In these situations, clergy and spiritual advisors will often encourage couples to pattern their sex life on the same cycle of periodic abstinence that fertile couples follow when using Natural Family Planning (NFP). During times of abstinence, the couples actively exercise self-control, thereby reordering the sensual and sexual appetites. This strengthens spouses in their resolve not to reduce each other to objects for pursuing sexual self-gratification. This is important because various forms of contraception, including permanent sterilization, often involve the phenomenon of the woman feeling as if she is being “used” by her husband.
Abstinence, therefore, assists couples in learning to express their mutual love in other ways. St. John Paul II explains this perspective in his famous work Love and Responsibility:
“Inherent in the essential character of continence as a virtue is the conviction that the love of man and woman loses nothing as a result of temporary abstention from erotic experiences, but on the contrary gains: the personal union takes deeper root, grounded as it is above all in the affirmation of the value of the person and not just in sexual attachment.”

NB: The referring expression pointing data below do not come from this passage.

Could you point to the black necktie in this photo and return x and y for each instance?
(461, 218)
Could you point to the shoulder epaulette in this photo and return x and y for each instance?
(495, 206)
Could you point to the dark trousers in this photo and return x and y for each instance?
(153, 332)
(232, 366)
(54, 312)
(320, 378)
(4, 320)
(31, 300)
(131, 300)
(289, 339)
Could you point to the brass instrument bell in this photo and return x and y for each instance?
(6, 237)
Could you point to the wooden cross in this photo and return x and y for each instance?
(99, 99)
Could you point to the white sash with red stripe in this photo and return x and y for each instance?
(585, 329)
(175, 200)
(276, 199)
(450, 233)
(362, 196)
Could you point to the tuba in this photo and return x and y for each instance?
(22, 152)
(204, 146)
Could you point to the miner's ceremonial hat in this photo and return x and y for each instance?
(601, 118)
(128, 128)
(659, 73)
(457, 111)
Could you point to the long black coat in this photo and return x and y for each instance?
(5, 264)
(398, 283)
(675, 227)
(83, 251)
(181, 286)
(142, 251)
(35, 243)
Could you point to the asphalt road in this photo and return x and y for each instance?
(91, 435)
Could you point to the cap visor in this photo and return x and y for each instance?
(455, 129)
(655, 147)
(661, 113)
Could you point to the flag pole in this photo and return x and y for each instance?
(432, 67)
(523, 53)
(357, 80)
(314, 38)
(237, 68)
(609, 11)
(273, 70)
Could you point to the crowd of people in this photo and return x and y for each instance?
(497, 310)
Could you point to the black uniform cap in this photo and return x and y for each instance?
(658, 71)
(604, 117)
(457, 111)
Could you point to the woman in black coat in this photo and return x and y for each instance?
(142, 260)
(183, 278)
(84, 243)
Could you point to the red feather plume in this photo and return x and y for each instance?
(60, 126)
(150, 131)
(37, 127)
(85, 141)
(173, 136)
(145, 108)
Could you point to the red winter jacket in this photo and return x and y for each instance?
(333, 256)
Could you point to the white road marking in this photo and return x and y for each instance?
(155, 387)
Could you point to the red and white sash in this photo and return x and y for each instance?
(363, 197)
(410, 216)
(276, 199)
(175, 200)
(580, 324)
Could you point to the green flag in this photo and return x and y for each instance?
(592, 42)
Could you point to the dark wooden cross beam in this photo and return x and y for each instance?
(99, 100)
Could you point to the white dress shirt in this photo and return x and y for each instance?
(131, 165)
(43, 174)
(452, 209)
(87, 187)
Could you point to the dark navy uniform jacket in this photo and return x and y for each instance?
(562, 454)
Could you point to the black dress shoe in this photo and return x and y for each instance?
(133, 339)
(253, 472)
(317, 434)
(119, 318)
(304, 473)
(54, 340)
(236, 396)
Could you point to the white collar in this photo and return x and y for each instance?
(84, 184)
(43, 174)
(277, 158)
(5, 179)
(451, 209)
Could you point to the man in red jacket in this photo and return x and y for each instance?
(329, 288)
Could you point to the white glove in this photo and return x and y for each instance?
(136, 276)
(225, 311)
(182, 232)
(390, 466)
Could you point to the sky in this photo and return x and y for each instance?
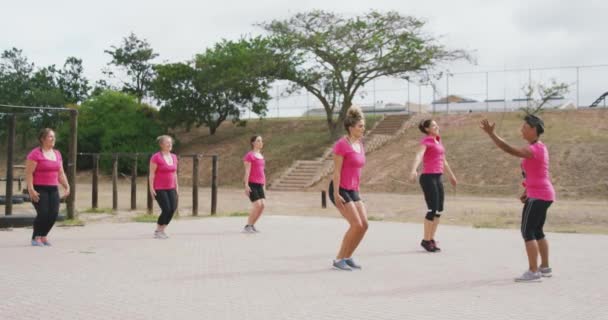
(499, 34)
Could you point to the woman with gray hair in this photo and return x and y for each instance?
(163, 183)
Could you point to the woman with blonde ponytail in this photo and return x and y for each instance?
(349, 159)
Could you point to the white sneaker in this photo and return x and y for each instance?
(529, 276)
(546, 272)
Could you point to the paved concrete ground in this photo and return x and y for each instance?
(209, 270)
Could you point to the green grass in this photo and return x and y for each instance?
(285, 140)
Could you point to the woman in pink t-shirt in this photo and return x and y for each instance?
(163, 183)
(255, 181)
(538, 194)
(349, 159)
(432, 155)
(44, 171)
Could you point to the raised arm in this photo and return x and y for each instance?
(63, 180)
(338, 161)
(417, 160)
(488, 128)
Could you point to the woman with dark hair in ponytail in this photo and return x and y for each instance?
(255, 181)
(349, 159)
(44, 171)
(432, 155)
(538, 194)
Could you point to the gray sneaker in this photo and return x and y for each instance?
(351, 263)
(341, 265)
(546, 272)
(529, 276)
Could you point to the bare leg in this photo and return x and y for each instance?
(350, 213)
(362, 212)
(428, 230)
(434, 228)
(543, 248)
(261, 204)
(532, 251)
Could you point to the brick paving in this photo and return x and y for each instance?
(208, 269)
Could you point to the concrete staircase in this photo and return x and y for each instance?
(305, 173)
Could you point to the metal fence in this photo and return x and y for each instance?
(492, 90)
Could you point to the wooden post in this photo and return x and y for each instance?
(72, 158)
(95, 188)
(149, 198)
(195, 172)
(323, 199)
(214, 185)
(134, 184)
(115, 183)
(8, 207)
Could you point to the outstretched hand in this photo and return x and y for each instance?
(487, 127)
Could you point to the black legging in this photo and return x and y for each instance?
(167, 200)
(47, 209)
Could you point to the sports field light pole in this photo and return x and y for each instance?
(72, 155)
(8, 207)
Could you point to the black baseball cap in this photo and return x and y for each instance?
(535, 122)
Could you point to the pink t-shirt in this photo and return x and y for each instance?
(164, 176)
(351, 165)
(256, 175)
(537, 180)
(47, 171)
(432, 161)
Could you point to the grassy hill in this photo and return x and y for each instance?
(577, 142)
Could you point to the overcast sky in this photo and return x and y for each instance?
(501, 34)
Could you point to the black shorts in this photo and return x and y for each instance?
(432, 186)
(257, 191)
(533, 219)
(347, 195)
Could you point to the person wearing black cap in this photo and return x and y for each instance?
(538, 194)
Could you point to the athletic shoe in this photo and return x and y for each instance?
(36, 243)
(351, 263)
(529, 276)
(428, 246)
(546, 272)
(341, 265)
(435, 245)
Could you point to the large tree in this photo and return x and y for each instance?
(72, 82)
(22, 83)
(220, 83)
(333, 56)
(134, 59)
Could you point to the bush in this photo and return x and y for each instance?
(114, 122)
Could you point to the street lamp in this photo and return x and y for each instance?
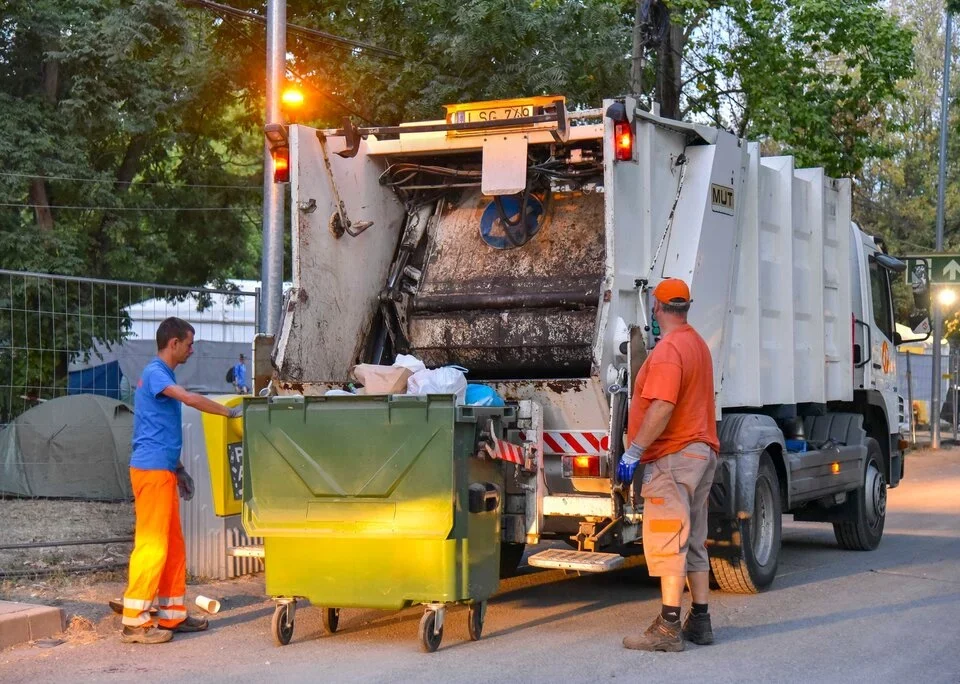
(292, 97)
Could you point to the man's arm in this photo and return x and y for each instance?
(655, 421)
(197, 401)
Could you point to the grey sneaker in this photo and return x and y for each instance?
(660, 636)
(697, 629)
(145, 635)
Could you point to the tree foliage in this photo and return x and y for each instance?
(809, 77)
(113, 116)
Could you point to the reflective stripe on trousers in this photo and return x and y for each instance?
(158, 563)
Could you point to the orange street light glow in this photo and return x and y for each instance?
(292, 97)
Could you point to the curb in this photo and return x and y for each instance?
(23, 622)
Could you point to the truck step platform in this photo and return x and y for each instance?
(582, 561)
(245, 551)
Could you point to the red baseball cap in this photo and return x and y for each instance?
(672, 291)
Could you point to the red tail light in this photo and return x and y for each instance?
(623, 140)
(281, 164)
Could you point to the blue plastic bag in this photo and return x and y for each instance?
(482, 395)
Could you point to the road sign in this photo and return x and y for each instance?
(937, 269)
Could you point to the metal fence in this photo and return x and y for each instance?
(90, 339)
(62, 335)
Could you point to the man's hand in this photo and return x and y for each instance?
(184, 484)
(628, 463)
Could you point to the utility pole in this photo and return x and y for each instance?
(271, 269)
(937, 313)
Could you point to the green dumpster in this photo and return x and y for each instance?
(374, 502)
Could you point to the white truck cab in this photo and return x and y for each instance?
(522, 241)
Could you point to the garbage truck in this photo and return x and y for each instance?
(522, 241)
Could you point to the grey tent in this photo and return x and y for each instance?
(75, 447)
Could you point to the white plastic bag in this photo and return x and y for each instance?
(444, 380)
(409, 361)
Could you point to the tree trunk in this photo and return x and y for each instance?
(669, 72)
(41, 204)
(636, 67)
(39, 194)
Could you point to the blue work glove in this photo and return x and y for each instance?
(628, 463)
(184, 484)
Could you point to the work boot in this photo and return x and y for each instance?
(697, 629)
(145, 635)
(190, 624)
(660, 636)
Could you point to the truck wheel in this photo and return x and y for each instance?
(759, 553)
(866, 509)
(510, 557)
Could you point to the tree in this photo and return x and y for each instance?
(808, 77)
(124, 153)
(113, 116)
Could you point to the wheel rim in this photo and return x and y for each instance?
(875, 495)
(763, 522)
(284, 628)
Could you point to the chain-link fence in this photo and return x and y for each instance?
(71, 353)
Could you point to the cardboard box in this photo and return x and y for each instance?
(382, 379)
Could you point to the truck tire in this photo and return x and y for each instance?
(756, 563)
(510, 557)
(865, 511)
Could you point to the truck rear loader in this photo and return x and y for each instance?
(522, 241)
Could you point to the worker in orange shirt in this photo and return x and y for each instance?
(672, 431)
(158, 564)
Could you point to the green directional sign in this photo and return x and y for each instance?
(937, 269)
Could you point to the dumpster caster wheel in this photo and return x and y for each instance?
(475, 615)
(282, 624)
(331, 620)
(430, 634)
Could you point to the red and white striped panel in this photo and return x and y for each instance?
(581, 442)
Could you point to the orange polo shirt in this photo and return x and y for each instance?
(678, 370)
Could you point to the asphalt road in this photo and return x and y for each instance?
(892, 615)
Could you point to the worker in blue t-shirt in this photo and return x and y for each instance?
(240, 377)
(158, 563)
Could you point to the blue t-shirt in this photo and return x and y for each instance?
(157, 435)
(240, 375)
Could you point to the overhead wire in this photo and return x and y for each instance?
(303, 31)
(92, 208)
(109, 181)
(302, 79)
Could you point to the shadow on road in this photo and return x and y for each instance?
(743, 633)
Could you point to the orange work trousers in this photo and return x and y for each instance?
(158, 564)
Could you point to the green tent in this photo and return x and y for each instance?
(75, 447)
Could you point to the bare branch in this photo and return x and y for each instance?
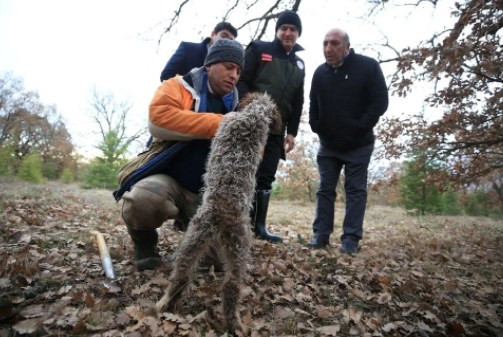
(226, 16)
(174, 20)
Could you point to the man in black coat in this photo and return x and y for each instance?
(191, 55)
(274, 68)
(348, 95)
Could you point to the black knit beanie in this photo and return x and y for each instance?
(289, 17)
(226, 51)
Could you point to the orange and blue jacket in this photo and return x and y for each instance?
(177, 114)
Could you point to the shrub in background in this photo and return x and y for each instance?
(67, 176)
(31, 169)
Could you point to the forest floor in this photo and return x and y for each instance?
(414, 276)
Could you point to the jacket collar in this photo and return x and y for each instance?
(347, 59)
(297, 47)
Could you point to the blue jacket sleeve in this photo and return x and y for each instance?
(176, 63)
(377, 98)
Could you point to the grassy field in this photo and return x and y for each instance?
(415, 276)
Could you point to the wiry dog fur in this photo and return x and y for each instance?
(224, 216)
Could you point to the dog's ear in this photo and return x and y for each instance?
(246, 100)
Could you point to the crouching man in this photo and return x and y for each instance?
(183, 117)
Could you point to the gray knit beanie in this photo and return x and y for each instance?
(226, 51)
(289, 17)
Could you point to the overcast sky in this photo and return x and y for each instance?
(62, 49)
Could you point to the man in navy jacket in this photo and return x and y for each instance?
(348, 95)
(191, 55)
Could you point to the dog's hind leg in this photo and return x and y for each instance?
(195, 242)
(236, 244)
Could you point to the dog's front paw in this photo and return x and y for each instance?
(164, 304)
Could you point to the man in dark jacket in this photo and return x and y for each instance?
(348, 95)
(274, 67)
(191, 55)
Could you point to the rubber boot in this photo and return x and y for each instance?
(146, 254)
(259, 215)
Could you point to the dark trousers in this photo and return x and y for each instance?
(273, 152)
(330, 165)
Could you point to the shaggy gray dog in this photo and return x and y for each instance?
(223, 219)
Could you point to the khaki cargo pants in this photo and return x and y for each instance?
(155, 199)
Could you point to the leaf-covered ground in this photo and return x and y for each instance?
(430, 276)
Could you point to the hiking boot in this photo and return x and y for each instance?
(146, 253)
(349, 247)
(318, 242)
(259, 215)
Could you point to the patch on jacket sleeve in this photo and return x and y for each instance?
(266, 57)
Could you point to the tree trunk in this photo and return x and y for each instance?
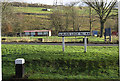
(102, 27)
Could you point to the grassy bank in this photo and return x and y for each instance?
(49, 62)
(91, 39)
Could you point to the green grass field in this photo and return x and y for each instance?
(49, 62)
(91, 39)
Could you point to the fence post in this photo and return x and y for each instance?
(19, 68)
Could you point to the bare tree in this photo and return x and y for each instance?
(103, 9)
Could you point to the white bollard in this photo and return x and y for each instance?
(63, 44)
(85, 44)
(19, 67)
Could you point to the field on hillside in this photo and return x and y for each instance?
(49, 62)
(91, 39)
(44, 22)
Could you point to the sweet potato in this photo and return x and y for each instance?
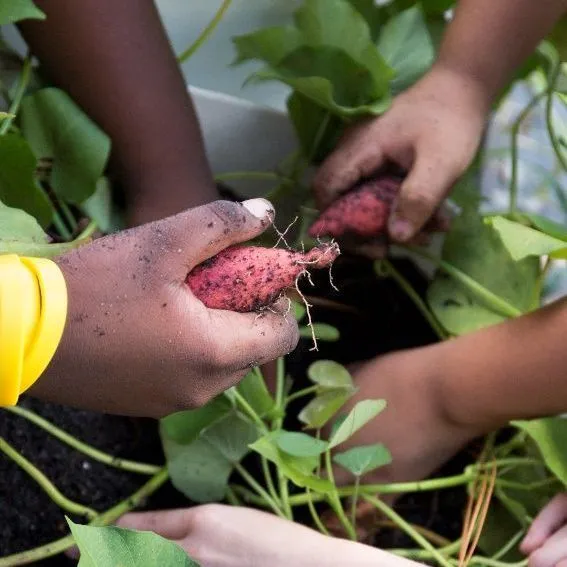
(362, 212)
(250, 278)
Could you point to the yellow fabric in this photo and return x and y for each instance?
(33, 310)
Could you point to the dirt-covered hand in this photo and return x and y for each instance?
(137, 341)
(431, 131)
(224, 536)
(546, 541)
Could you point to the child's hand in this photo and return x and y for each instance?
(216, 535)
(432, 131)
(137, 341)
(546, 540)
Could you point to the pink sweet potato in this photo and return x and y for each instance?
(362, 212)
(250, 278)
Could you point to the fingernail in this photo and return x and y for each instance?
(260, 208)
(400, 229)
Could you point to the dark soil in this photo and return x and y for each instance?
(386, 320)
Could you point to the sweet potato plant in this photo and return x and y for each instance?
(343, 60)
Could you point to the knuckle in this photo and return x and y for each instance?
(230, 215)
(418, 200)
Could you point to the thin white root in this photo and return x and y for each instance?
(307, 311)
(281, 235)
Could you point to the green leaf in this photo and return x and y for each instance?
(297, 469)
(476, 249)
(330, 374)
(299, 444)
(270, 45)
(363, 412)
(18, 185)
(21, 234)
(328, 57)
(331, 78)
(362, 460)
(522, 241)
(336, 23)
(185, 426)
(99, 207)
(201, 469)
(323, 407)
(323, 332)
(549, 434)
(318, 131)
(57, 128)
(547, 226)
(12, 11)
(111, 546)
(407, 47)
(254, 391)
(372, 14)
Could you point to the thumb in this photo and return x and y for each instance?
(170, 524)
(546, 523)
(425, 187)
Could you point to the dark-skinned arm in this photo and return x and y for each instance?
(115, 60)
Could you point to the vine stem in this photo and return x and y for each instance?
(300, 393)
(94, 454)
(494, 301)
(514, 132)
(18, 96)
(316, 519)
(335, 501)
(258, 488)
(204, 35)
(104, 519)
(413, 295)
(394, 488)
(88, 232)
(408, 529)
(277, 425)
(45, 484)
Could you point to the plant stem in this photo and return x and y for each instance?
(549, 123)
(355, 502)
(335, 502)
(71, 221)
(492, 300)
(514, 132)
(18, 96)
(276, 425)
(259, 489)
(104, 519)
(88, 232)
(424, 554)
(508, 546)
(300, 393)
(269, 480)
(61, 228)
(316, 519)
(94, 454)
(408, 529)
(394, 488)
(249, 411)
(413, 295)
(45, 484)
(204, 35)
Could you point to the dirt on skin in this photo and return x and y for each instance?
(374, 317)
(251, 278)
(362, 212)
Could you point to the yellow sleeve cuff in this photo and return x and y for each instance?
(33, 310)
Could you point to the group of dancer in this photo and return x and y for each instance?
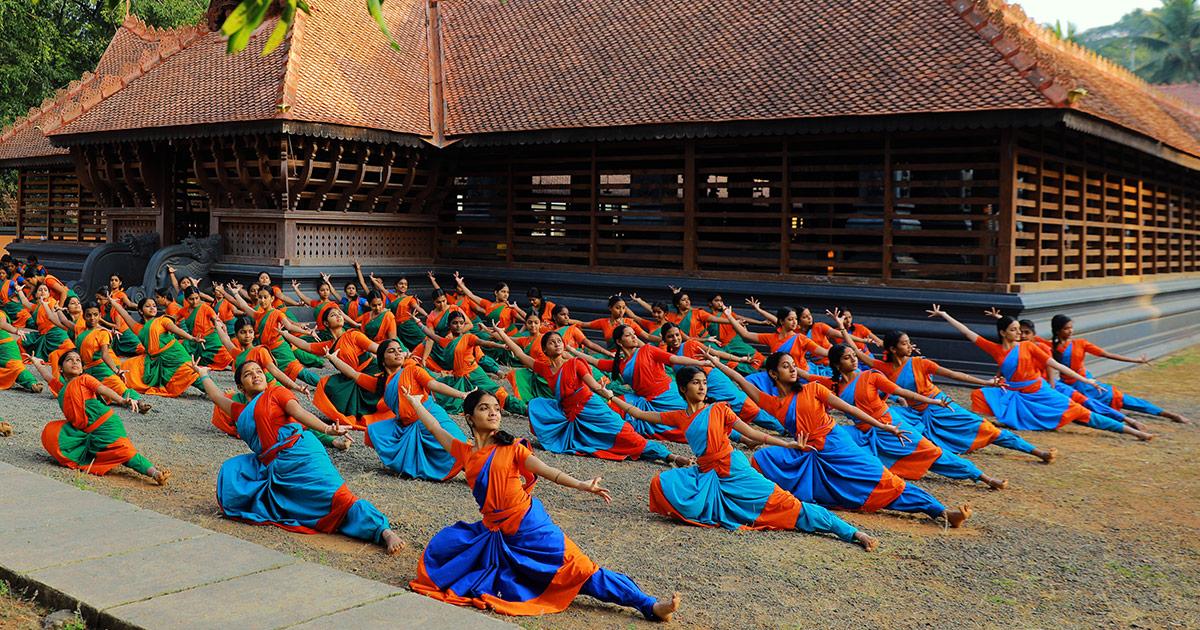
(754, 411)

In one of his weekly general audiences later as Pope, he further notes that “…continence itself is a definite and permanent moral attitude; it is a virtue, and therefore, the whole line of conduct guided by it acquires a virtuous character.”
Fertile couples who incorporate NFP into their marriages to avoid a conception often end up acquiring a different attitude towards life as they chart and practice periodic abstinence: they can have a change of heart and discern a call to have one or several additional children. A sim-ilar spiritual conversion to a culture of life might reasonably be expected to occur among some sterilized couples who resolve to live out an NFP lifestyle, perhaps becoming more open to adopting a child, or more open to other forms of spiritual parenthood in their communities such as Big Brother/Big Sister programs.
By abstaining during fertile times, then, the sterilized couple reintegrates the same positive behaviors that they might have practiced had they not chosen to be sterilized. In this way, the science of NFP offers the repentant sterilized couple a school of opportunity to acquire virtue within their marriage and their conjugal relations.